Le désaccord entre les deux parents apparaît comme un réel obstacle pour la mise en place d’une résidence alternée.

Les députés ont pour ambition de mettre les parents d’accord sur leur « temps d’accueil » en les incitant notamment à recourir à la médiation.

La médiation aura pour but de faire la promotion de la résidence alternée en invitant les parents à mettre l’intérêt de leurs enfants au cœur de leurs querelles.

Une réelle égalité homme-femme semble en effet nécessaire pour que chacun puisse jouer pleinement son rôle de parent.

Si le lien maternel est souvent difficile a relâché, il semblerait que la séparation de l’enfant avec son père soit tout aussi pénible que la séparation avec sa mère.

En ce qui concerne les très jeunes enfants, les avis divergent sur la question de la résidence alternée.

Pour autant, la plupart des experts s’accordent pour dire que l’enfant de moins de trois ans ne doit pas être séparé trop longtemps de ses parents sous peine de développement d’un trouble de l’attachement.

Cette proposition de loi ne répond vraisemblablement pas aux revendications des pères qui souhaitent exercer leurs droits au même titre que les mères.

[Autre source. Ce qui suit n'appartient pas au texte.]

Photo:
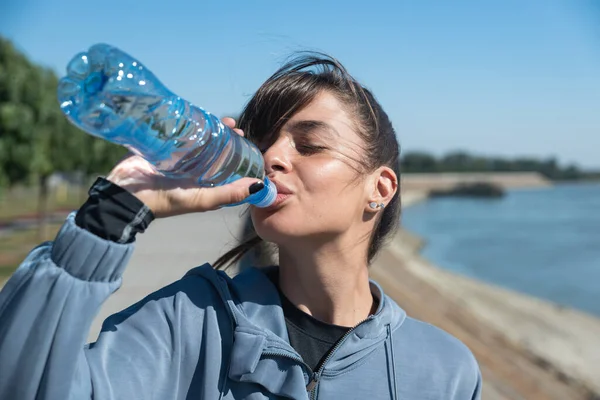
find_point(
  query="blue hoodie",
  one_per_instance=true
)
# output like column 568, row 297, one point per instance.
column 206, row 336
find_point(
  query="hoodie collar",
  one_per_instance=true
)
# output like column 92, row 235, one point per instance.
column 261, row 348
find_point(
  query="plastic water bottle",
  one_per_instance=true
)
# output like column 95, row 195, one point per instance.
column 111, row 95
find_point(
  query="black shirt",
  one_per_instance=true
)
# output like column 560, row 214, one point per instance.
column 113, row 213
column 311, row 338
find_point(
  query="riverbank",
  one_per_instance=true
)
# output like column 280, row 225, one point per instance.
column 527, row 348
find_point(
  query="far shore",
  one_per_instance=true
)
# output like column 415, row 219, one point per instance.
column 552, row 346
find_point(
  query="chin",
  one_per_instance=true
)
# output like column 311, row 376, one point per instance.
column 276, row 227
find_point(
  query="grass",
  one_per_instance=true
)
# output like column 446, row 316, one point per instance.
column 23, row 201
column 15, row 247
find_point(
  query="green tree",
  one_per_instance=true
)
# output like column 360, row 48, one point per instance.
column 36, row 139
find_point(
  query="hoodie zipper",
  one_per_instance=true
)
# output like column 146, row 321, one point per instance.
column 312, row 385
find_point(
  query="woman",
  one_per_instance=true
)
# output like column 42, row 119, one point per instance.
column 312, row 327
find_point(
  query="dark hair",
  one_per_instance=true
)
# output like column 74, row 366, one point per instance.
column 293, row 87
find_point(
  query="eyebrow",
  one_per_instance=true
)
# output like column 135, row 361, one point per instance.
column 306, row 127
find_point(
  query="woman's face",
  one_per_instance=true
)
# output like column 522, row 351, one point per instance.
column 313, row 163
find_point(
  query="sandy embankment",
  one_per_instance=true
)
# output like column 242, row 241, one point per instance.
column 527, row 348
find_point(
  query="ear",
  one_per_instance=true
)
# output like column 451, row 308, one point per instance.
column 383, row 187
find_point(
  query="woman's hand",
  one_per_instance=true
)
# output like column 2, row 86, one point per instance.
column 168, row 197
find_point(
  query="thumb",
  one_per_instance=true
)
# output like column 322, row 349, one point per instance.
column 232, row 193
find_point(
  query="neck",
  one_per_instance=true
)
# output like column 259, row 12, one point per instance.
column 330, row 282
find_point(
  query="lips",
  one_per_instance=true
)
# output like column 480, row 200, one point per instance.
column 281, row 188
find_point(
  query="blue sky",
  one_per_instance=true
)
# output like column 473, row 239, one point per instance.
column 509, row 78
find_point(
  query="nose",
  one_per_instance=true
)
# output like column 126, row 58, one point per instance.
column 277, row 157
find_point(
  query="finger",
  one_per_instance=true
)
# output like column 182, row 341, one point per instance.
column 239, row 131
column 231, row 193
column 230, row 122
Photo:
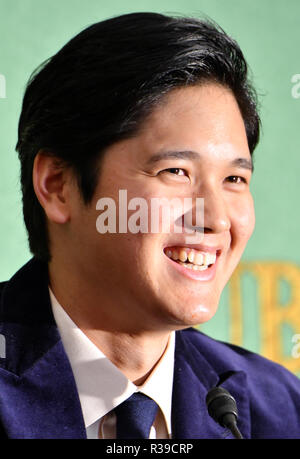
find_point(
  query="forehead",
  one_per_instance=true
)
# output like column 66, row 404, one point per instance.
column 204, row 119
column 207, row 113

– La mise en place d’amendes civiles

            Afin d’éviter qu’un parent puisse porter atteinte aux prérogatives de l’autres, la proposition de loi prévoit la mise en place d’amendes civiles.

Ces amendes ont pour vocation de dissuader les parents d’empêcher l’autre d’exercer ses droits sur l’enfant.

Ainsi, le délit de non-représentation d’enfant qui consiste à ne pas remettre l’enfant à l’autre parent après l’exercice de son droit de garde et qui constitue aujourd’hui un délit devrait être contraventionnalisé lors de la première infraction.

Si la contraventionnalisation de ce délit semble vouloir diminuer la gravité de la non-représentation d’enfant, il n’en est rien en pratique.

En effet, ce délit fait trop souvent l’objet d’un classement sans suite de sorte que la mise en place d’amendes civiles permettra d’agir plus efficacement.

Enfin, une dernière mesure vient prévoir la mention du droit et des devoirs des parents dans le livret de famille.